Der Präsident des Oberlandesgerichtes Graz

 

GZ: Jv 9118-2/07-5

 

Graz, am 17. Oktober 2007

 

Briefanschrift:

A-8010  G r a z

Marburger Kai 49

Tel.: 0316/8064-0*

FAX: 0316/8064/1600

Nebenstelle (DW): 1001

 

Betrifft:                                             Entwurf eines

Bundesgesetzes, mit dem

         das Strafgesetzbuch, die Strafprozessnovelle 1975,

         das Strafvollzugsgesetz, das Bewährungshilfegesetz

         und das Jugendgerichtsgesetz 1988 geändert werden -

         Begutachtungsverfahren

 

 

         Im  Begutachtungsverfahren  zum  oben  angeführten Gesetzesentwurf

 

beehre   ich   mich,  die   (auch  schriftlich  in  25facher  Ausfertigung)

 

vorgelegten  Stellungnahmen der Begutachtungssenate des Oberlandesgerichtes

 

Graz   vom   15.Oktober  2007  sowie  des  Landesgerichtes  Klagenfurt  vom

 

12.Oktober 2007 elektronisch zu übermitteln.

 

 

 

                               Dr. Wietrzyk

 

 


 

 

 

 

Jv 9.118-2/07-4

 

 

 

 

            Der Begutachtungssenat beim Oberlandesgericht Graz erstattet zum Entwurf eines Bundesgesetzes, mit dem Strafgesetzbuch, die Strafprozessordnung 1975, das Strafvollzugsgesetz, das Bewährungshilfegesetz und das Jugendgerichtsgesetz 1988 geändert werden, nachstehende

S t e l l u n g n a h m e :

 

            Soweit Bestimmungen des Gesetzesentwurfes in der Stellungnahme nicht genannt werden, ist davon auszugehen, dass sie keinen Bedenken begegnen.

           

            Zu den Bestimmungen im Einzelnen:

 

Zu Artikel I Z 1(§ 46 StGB):

 

1.         Nach dem Entwurf soll der Regelfall der bedingten Entlassung in Hinkunft nach Verbüßung der Hälfte der Freiheitsstrafe eintreten.

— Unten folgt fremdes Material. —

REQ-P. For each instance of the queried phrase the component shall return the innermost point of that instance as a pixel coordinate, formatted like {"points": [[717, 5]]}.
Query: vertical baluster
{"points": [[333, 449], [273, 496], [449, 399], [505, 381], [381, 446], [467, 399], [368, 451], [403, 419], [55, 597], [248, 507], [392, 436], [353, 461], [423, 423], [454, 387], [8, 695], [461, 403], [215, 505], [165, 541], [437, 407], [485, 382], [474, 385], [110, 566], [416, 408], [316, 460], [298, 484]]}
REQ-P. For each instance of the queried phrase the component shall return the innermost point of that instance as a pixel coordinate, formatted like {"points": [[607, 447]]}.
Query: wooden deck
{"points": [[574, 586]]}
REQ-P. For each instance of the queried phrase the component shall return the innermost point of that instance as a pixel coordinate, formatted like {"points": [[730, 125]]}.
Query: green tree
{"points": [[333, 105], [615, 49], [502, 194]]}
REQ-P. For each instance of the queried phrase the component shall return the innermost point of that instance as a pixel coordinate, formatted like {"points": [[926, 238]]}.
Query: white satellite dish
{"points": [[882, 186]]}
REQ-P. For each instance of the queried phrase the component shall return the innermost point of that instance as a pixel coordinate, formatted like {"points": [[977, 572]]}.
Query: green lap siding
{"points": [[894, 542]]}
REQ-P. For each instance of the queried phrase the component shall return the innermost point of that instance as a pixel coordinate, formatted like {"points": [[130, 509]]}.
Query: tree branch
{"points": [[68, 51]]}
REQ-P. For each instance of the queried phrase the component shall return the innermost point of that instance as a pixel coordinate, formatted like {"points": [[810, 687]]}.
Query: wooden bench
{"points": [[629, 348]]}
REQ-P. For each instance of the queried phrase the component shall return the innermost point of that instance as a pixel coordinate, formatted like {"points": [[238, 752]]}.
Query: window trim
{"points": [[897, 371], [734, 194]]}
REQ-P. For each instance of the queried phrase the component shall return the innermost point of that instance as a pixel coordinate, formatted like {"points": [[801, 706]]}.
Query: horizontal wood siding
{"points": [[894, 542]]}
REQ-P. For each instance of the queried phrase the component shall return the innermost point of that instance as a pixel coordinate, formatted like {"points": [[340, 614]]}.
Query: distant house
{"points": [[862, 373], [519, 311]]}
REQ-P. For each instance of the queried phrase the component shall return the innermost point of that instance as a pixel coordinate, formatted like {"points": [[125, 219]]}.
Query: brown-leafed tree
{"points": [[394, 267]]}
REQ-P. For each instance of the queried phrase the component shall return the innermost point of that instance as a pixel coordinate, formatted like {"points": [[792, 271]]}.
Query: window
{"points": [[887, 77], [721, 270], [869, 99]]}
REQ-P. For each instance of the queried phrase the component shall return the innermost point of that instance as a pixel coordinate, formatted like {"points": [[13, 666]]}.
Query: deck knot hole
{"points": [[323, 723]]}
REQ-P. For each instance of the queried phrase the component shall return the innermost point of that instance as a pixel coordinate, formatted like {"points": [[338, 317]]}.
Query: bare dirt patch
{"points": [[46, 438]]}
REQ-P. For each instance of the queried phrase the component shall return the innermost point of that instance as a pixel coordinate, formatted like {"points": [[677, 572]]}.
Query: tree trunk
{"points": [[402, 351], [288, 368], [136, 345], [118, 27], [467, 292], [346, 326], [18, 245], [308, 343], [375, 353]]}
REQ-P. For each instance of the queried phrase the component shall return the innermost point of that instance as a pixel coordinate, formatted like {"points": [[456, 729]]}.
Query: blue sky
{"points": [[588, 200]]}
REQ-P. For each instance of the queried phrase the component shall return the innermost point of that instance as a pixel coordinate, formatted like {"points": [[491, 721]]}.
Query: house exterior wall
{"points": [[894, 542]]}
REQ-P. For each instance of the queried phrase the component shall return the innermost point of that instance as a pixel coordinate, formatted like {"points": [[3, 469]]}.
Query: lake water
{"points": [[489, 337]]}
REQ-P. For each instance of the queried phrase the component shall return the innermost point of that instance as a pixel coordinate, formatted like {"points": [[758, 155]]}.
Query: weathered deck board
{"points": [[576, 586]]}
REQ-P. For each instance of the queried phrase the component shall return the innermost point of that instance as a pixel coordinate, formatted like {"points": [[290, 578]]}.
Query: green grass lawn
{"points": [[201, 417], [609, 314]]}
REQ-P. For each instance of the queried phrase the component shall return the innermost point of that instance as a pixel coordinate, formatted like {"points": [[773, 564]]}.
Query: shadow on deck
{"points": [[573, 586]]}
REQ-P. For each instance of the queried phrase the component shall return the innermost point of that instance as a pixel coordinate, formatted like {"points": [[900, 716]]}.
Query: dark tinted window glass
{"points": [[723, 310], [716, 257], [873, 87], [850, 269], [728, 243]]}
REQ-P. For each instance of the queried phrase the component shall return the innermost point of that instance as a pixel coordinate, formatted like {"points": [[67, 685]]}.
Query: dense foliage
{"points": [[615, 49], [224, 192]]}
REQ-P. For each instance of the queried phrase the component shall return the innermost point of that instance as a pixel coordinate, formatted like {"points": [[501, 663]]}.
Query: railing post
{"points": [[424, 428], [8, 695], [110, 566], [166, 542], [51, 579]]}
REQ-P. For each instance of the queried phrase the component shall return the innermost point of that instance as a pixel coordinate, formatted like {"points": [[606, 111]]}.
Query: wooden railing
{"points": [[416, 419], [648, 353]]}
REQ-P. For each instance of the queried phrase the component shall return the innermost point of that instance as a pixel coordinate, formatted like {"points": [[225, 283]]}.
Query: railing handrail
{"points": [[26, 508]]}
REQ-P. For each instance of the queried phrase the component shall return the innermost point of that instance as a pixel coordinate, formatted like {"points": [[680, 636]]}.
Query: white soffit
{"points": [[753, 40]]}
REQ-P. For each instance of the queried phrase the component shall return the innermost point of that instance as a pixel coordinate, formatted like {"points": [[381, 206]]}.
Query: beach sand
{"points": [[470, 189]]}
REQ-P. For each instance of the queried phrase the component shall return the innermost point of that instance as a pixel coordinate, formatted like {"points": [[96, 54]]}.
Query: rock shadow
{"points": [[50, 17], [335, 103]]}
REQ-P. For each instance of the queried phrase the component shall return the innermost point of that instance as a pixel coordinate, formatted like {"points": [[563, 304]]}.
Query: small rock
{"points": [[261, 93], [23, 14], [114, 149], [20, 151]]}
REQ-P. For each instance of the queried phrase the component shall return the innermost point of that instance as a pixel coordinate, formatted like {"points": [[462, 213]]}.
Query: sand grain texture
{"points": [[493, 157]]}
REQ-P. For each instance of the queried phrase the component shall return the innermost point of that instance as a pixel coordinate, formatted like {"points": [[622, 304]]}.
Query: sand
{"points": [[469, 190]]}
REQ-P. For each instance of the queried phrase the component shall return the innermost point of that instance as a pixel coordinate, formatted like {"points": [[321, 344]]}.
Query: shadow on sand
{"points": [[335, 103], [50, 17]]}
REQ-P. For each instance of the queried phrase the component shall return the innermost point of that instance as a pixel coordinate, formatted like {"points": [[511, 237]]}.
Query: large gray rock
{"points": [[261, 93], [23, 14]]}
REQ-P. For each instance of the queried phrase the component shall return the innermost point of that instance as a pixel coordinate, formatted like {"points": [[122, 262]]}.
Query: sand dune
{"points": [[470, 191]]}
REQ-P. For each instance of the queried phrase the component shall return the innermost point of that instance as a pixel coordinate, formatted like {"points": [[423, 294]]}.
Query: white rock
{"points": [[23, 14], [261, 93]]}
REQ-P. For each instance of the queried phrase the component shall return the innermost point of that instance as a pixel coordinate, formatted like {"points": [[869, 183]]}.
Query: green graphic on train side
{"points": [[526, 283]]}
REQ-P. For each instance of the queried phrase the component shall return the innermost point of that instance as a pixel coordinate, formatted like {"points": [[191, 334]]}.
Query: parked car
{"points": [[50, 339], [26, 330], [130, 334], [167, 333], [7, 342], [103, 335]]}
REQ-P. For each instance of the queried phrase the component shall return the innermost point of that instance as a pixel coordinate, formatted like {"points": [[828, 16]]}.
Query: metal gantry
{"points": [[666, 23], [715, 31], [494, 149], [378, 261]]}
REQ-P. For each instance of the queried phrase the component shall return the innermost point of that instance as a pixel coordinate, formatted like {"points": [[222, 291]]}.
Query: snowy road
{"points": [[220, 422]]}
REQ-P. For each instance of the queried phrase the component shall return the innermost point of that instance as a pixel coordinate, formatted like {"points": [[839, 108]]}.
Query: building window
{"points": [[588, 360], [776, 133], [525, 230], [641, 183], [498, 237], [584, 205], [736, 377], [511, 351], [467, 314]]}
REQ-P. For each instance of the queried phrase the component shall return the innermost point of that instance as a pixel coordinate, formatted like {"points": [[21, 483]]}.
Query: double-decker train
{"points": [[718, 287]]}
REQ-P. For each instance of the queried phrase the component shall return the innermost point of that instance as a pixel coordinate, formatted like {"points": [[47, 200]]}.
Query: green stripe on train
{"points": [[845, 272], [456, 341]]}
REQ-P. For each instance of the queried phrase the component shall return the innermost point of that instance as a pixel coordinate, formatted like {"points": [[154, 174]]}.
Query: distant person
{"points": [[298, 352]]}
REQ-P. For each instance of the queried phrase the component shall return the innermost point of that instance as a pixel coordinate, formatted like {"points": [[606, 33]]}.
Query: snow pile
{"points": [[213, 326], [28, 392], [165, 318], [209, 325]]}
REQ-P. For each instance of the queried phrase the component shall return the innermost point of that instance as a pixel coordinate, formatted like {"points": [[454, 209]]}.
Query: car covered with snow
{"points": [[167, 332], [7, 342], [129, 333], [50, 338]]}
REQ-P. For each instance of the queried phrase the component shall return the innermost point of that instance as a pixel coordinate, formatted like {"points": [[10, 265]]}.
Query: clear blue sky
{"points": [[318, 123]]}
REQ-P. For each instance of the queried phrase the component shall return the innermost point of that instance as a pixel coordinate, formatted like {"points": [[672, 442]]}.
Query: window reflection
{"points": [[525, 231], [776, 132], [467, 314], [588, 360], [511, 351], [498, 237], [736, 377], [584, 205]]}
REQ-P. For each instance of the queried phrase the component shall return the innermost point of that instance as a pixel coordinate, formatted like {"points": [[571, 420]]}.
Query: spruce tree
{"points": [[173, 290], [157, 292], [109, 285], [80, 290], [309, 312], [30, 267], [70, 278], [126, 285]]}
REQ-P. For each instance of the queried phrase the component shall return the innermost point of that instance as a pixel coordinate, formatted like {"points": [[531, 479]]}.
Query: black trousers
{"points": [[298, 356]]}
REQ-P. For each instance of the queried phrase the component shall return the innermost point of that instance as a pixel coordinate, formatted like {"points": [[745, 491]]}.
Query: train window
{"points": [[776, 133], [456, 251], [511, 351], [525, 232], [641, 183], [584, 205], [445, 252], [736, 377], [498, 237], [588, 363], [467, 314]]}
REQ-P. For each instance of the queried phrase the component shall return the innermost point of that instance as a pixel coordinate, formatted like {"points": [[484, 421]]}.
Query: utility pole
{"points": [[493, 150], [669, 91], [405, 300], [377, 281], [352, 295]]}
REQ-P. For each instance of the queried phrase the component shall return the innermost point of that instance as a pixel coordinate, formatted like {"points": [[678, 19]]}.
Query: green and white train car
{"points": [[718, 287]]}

In diesem Zusammenhang wird eine bedeutende Einschränkung dahingehend vorgenommen, dass spezialpräventive Gründe, die die bedingte Entlassung hindern, nur dann zu berücksichtigen sind, wenn vom Verurteilten die Gefahr der Begehung einer strafbaren Handlung mit schweren Folgen ausgeht. Nach der zu § 180 Abs 2 Z 3 lit a StPO und zu § 21 StGB ergangenen Rechtsprechung müssen sich im Bereich der Vermögenskriminalität die vom Gesetz verlangten Folgen aus einer einzigen Prognosetat ergeben. Der Zusammenrechnungsgrundsatz des § 29 StGB findet dabei keine Anwendung (15 Os 107/05g). Dies hat für die wegen Vermögensdelikten Verurteilten zur Folge, dass die bedingte Entlassung nach Verbüßung der Hälfte der Freiheitsstrafe nur dann abgelehnt werden kann, wenn eine strafbare Handlung mit einem Vermögensschaden im Bereich von € 50.000,-- (Wertgrenze der §§ 128 Abs 2 und 147 Abs 3 StGB) prognostiziert werden kann. 

Eine derartige Prognose kann bei Verurteilten, die sich wegen strafbarer Handlungen gegen fremdes Vermögen in Haft befinden, wohl nur in den seltensten Fällen erstellt werden.

            Daraus ergibt sich, dass die Bestimmung des § 46 Abs 1 in diesem Kriminalitätsbereich zu einer Entlassungsautomatik führt. Selbst im Fall gravierend negativer spezialpräventiver Prognosen (etwa bei einer Vielzahl einschlägiger Vorverurteilungen) kann die bedingte Entlassung schon nach der Hälfte der Freiheitsstrafe nicht abgelehnt werden. Die Beschränkung der zu berücksichtigenden Prognosetat auf eine solche mit schweren Folgen erscheint aber auch in allen anderen Kriminalitätsbereichen als viel zu eng.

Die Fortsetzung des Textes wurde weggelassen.